Freedom Doesn’t Grieve – Editorial Review

 

Title: Freedom Doesn’t Grieve

Author: Uri Resnick

Genre: Science Fiction

 

In Freedom Doesn’t Grieve, it’s the year 2350. Physical interaction has become a rarity, and virtual imagery via immersion technology has taken over. Everyone is beautiful. Everything is perfect, and it’s all because of the Emergence.

A mysterious sentient source herds telepathic envoys to create utopia. Ina becomes involved in her own revolution that could overthrow the people behind the technology that has helped her understand her innate strengths and destiny. She doesn’t know everything about the technology that rules their lives. What is Em hiding?

In a world of expository and forgettable prologues, Freedom Doesn’t Grieve’s defies the boring prologue trap with colorful language, intriguing symbolism, and memorable action.

Resnick’s writing style is full of vivid and concrete descriptive language. The writing is the strongest when describing the setting, as we get a combination of tangible and abstract descriptions that capture the full scope of the landscape.  The world-building is also supported by the wide range of settings throughout the book. The different people, places, and technology that the characters interact with help the reader piece together this complex new world.
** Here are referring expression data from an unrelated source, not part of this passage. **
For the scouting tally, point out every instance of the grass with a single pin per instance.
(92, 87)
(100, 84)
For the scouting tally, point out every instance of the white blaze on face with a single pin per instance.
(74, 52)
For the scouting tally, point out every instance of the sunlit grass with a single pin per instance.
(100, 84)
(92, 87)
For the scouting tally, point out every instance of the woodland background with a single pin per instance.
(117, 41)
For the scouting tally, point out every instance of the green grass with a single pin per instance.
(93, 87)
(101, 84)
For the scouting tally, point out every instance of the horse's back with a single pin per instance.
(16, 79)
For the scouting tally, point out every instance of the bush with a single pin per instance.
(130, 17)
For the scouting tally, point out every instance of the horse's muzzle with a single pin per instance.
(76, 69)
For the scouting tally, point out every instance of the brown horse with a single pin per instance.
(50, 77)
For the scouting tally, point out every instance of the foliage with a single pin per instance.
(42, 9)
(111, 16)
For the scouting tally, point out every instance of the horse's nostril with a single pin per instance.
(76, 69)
We’re immediately pulled into our protagonist, Ina’s, internal conflict. Alone and separated from her father, Ina desperately misses her loved ones. Ina’s backstory is revealed concisely, but we get all the information we need to recognize what is at stake for her.
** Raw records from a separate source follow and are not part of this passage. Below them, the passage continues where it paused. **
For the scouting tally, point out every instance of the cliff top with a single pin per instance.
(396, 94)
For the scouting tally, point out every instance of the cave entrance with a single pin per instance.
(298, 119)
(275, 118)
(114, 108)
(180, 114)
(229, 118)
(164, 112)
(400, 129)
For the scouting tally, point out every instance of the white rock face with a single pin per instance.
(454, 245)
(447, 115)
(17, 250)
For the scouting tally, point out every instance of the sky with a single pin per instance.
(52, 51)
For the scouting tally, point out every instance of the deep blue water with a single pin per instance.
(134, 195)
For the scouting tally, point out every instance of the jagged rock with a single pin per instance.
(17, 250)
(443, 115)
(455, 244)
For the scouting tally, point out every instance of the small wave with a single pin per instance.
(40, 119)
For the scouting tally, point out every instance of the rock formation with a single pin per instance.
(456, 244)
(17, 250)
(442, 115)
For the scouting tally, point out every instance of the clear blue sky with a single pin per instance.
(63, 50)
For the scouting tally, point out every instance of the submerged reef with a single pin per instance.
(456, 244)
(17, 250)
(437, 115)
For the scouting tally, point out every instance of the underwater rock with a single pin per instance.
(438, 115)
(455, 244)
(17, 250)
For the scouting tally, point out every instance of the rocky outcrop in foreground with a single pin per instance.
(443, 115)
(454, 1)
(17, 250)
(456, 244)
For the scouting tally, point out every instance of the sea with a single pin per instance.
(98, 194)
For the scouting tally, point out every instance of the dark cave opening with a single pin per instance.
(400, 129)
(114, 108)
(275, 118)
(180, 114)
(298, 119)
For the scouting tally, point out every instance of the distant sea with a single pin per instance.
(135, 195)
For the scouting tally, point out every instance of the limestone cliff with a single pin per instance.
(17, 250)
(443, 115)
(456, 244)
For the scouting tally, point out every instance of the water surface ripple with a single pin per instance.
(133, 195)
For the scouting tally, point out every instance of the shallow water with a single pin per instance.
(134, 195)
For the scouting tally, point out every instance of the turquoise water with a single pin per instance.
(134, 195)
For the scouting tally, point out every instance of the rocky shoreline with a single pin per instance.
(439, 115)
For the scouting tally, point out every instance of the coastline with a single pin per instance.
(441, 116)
The first quarter of the book lays a solid foundation to understand the world. After that, we are thrust into the technology, ideology, and community that make up this society. When we dive into this futuristic world, we’re immediately acquainted with intriguing technology, a mysterious system “breach,” and characters we can empathize with. The pacing is swift and embodies the whirlwind journey that Ina experiences.

At times, the book reads like a compilation of scenes rather than a linear story. Although this style keeps the pace fast, it lessens the cohesiveness between chapters. This also distances our relationship with the characters because we observe the characters’ transformations and growth rather than experience it with them. We connect with them for one moment at a time rather than for the full journey.
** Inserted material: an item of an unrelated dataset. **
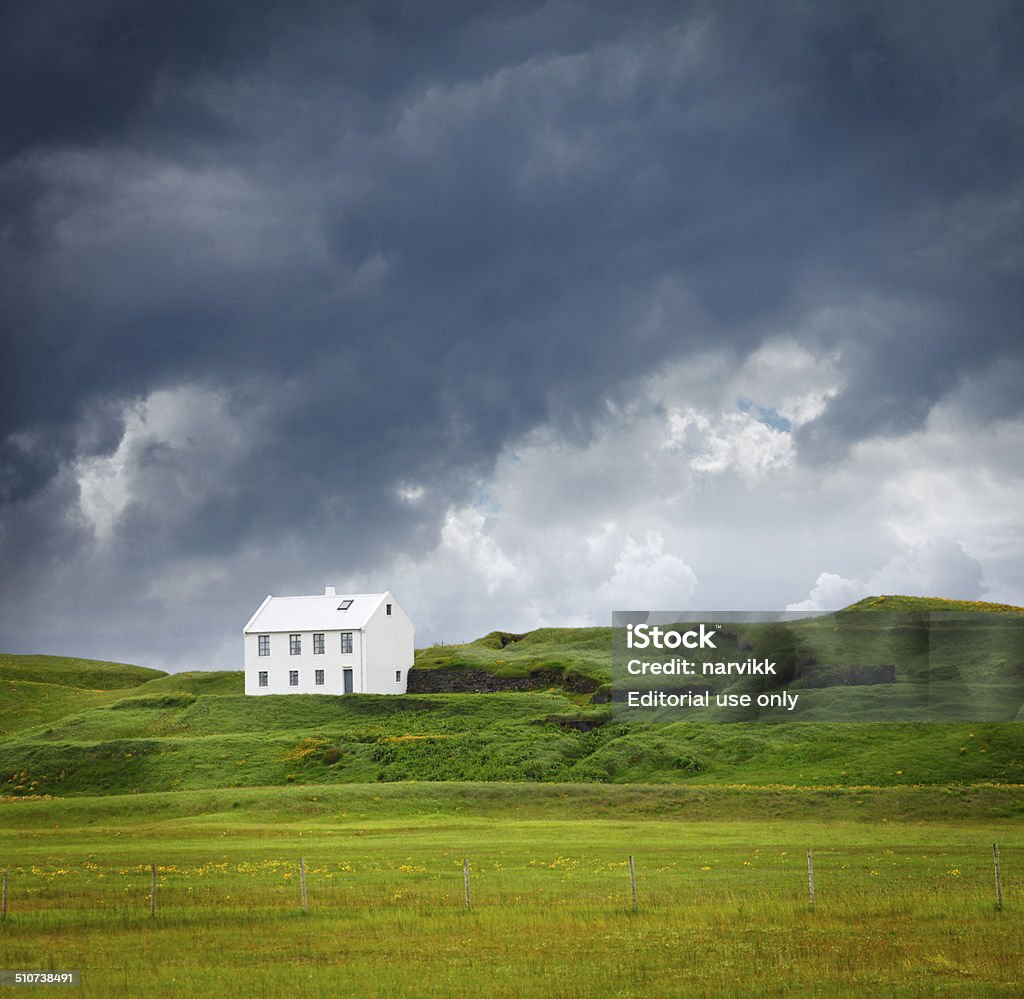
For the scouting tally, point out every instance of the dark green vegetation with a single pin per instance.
(77, 727)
Ina isn’t a protagonist without faults. In the book’s middle third, Ina’s character voice becomes inconsistent. Sometimes she’s knowledgeable and seemingly wise beyond her years, other times she will relentlessly ask questions, and on the occasion, she’ll fluctuate between being prudish and exaggeratedly risqué, which may not jive with readers of all ages.

The climax and final scenes of the book are exhilarating. Intense and captivating, they are some of the most immersive moments of the book. Readers will feel frozen in time as they watch the dramatic ending unfold.

Freedom Doesn’t Grieve is a futuristic SciFi novel that is creative, vibrant, and cool. In Freedom Doesn’t Grieve, familiar lands are reimagined in a futuristic world dominated by mind-bending, yet alluring, technology and an omniscient source that fuels it all. Readers will be mesmerized by the breadth and depth of this standalone SciFi.